STARR is another new transanal stapling technique for the treatment of patients with obstructed defecation, including patients with internal rectal prolapse, and this new technique has shown early promising results in a limited number of studies.50,51
The STARR procedure is used in patients with obstructed defecation symptoms combined with a rectocele or an internal rectal prolapse. The STARR procedure uses two circular staplers to produce a circumferential transanal full-thickness resection of the lower rectum.50,51
Six studies have looked at the short-term efficacy of the STARR procedure, with a follow-up ranging between 2 and 20 months.50,51,75,76,77,78 Boccasanta and associates reported on 25 patients operated with the STARR procedure. All patients experienced an improvement in constipation symptoms at a mean follow-up of 24 months.50 Defecograms of all 25 patients similarly showed correction of the prior rectocele or internal intussusception. Still, the issue of long-term durability and potentially increased postoperative complications remains.75,79 In a larger study of 90 patients, complications included urinary retention (6%), bleeding (4%), and pneumonia (1%).51 Urgency was still present in 16 patients (18%) at 1 month along with 9% incidence of incontinence to flatus and two cases (2%) of rectal stenosis. At 1 year, the urgency and incontinence to flatus had improved with only 1% experiencing symptoms of each, and one additional patient had developed rectal stenosis (3%). Rectovaginal fistula formation and other significant complications have been reported80 as a complication of STARR and highlight the need for further evaluation of this technique's complication risks and long-term results.50,51,75,77,78
Although it is primarily used for urinary and fecal incontinence, there are some data regarding the use of sacral nerve stimulation in the setting of constipation. Kenefick81 reported 75% symptomatic improvement with increased bowel movements in women at a follow-up of 8 months. Similar symptomatic improvement has been shown in several small case series, all of which reported increased evacuation frequency.82,83,84,85 Although short-term results look promising, long-term outcome data with increased numbers of patients in this setting are still needed prior to full evaluation.

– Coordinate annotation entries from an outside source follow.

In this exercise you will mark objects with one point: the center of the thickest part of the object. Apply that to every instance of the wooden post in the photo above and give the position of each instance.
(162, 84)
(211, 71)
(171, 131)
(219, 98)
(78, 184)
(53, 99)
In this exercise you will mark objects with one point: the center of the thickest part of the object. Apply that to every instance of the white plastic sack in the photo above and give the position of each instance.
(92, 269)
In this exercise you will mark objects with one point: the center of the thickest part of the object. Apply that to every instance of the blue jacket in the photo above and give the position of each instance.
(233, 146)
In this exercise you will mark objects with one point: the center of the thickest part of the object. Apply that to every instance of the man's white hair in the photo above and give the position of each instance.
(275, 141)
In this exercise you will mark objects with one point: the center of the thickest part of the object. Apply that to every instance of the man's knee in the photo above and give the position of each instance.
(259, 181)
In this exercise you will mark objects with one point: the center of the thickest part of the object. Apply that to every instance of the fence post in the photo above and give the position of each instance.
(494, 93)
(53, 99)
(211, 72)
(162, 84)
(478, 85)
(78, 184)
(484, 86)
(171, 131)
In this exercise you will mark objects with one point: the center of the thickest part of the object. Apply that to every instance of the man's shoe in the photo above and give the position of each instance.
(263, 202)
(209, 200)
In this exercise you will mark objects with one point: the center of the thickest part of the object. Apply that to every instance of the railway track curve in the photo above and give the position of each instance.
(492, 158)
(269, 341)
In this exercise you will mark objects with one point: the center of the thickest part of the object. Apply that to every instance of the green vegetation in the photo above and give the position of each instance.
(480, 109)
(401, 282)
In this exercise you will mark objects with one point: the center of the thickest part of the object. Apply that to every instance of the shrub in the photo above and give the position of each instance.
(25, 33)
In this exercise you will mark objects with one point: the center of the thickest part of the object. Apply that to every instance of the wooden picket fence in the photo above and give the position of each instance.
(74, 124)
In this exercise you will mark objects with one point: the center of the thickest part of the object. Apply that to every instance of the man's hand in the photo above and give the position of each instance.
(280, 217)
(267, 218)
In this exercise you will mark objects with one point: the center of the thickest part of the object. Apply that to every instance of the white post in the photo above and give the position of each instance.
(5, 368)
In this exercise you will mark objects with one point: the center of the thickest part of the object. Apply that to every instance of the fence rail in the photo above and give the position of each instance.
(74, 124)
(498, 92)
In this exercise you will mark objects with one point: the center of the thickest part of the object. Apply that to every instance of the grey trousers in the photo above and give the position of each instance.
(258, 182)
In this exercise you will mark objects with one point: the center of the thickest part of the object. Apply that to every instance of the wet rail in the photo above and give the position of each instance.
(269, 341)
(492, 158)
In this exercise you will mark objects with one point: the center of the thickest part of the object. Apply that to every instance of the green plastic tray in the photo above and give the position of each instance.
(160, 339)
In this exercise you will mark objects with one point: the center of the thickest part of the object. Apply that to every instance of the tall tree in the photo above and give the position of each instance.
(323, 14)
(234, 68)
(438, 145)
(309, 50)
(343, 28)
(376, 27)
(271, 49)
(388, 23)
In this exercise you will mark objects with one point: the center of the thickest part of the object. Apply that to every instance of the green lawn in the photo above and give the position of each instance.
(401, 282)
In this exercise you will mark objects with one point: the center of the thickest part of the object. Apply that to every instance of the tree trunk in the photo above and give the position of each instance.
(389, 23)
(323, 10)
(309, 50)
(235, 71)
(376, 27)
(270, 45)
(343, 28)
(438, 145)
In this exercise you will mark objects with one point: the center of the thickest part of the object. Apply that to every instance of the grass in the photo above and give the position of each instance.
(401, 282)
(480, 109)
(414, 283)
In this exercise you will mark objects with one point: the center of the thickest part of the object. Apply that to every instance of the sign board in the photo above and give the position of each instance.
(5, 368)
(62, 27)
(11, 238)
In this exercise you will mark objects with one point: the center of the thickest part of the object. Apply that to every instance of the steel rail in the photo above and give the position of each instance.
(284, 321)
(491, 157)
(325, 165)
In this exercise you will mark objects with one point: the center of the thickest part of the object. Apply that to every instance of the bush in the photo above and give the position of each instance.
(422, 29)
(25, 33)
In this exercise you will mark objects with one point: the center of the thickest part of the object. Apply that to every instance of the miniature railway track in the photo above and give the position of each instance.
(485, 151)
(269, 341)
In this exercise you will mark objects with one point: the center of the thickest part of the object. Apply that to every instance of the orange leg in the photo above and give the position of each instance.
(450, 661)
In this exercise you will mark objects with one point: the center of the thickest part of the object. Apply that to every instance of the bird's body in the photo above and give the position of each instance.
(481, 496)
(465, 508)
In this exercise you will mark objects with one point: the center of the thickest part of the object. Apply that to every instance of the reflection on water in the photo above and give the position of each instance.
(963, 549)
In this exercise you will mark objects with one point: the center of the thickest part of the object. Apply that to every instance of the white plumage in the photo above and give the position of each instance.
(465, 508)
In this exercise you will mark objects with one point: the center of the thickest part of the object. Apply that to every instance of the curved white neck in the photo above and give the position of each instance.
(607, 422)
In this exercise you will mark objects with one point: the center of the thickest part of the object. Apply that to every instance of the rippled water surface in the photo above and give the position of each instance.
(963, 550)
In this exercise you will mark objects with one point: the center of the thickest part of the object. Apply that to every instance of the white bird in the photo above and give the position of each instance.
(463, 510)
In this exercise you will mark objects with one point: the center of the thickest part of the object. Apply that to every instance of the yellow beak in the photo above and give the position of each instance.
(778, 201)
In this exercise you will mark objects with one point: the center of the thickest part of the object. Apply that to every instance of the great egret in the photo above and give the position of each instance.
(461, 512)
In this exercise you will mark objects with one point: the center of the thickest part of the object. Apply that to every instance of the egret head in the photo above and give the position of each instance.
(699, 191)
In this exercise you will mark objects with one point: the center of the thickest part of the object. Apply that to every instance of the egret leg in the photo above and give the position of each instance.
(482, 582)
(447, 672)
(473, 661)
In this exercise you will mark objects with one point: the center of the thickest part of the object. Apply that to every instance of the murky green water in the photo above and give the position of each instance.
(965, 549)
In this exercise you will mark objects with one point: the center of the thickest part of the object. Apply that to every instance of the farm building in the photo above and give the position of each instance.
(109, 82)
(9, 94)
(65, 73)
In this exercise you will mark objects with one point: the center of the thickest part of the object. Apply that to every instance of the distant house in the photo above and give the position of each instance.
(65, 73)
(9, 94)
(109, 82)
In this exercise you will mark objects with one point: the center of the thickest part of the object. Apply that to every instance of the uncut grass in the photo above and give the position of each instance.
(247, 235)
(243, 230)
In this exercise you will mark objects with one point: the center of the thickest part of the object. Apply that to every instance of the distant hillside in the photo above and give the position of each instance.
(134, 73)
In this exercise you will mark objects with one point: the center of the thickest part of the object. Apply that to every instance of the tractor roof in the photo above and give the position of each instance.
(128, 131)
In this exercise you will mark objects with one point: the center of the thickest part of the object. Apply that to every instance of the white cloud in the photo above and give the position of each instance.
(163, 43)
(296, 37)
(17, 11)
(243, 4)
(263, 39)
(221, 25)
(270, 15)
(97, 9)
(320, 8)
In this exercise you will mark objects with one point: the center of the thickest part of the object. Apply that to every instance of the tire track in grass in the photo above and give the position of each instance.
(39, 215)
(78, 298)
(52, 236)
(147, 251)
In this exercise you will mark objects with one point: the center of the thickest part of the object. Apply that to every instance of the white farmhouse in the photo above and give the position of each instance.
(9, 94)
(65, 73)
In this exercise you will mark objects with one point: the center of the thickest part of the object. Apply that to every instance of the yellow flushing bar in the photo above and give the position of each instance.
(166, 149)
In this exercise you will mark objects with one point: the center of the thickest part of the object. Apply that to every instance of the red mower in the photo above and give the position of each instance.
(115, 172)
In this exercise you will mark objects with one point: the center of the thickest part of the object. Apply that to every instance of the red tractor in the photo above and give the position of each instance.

Obstructed defecation is a common medical condition with limited good surgical options. Initial management should include nonsurgical treatment including counseling about the need for lifelong dietary modification with increased fiber and fluid intake. Biofeedback is successful in some patients but necessitates a motivated patient to achieve satisfactory results. Surgery is sometimes indicated in patients with slow-transit constipation and large rectoceles and potentially internal intussusception. Promising newer therapies, such as the STARR procedure and sacral nerve stimulation, may offer improved treatment options in the future.
Dr. Steele has no conflicts of interest to report. Dr. Mellgren is a consultant for American Medical Systems, Ethicon Endosurgery, and Q-Med.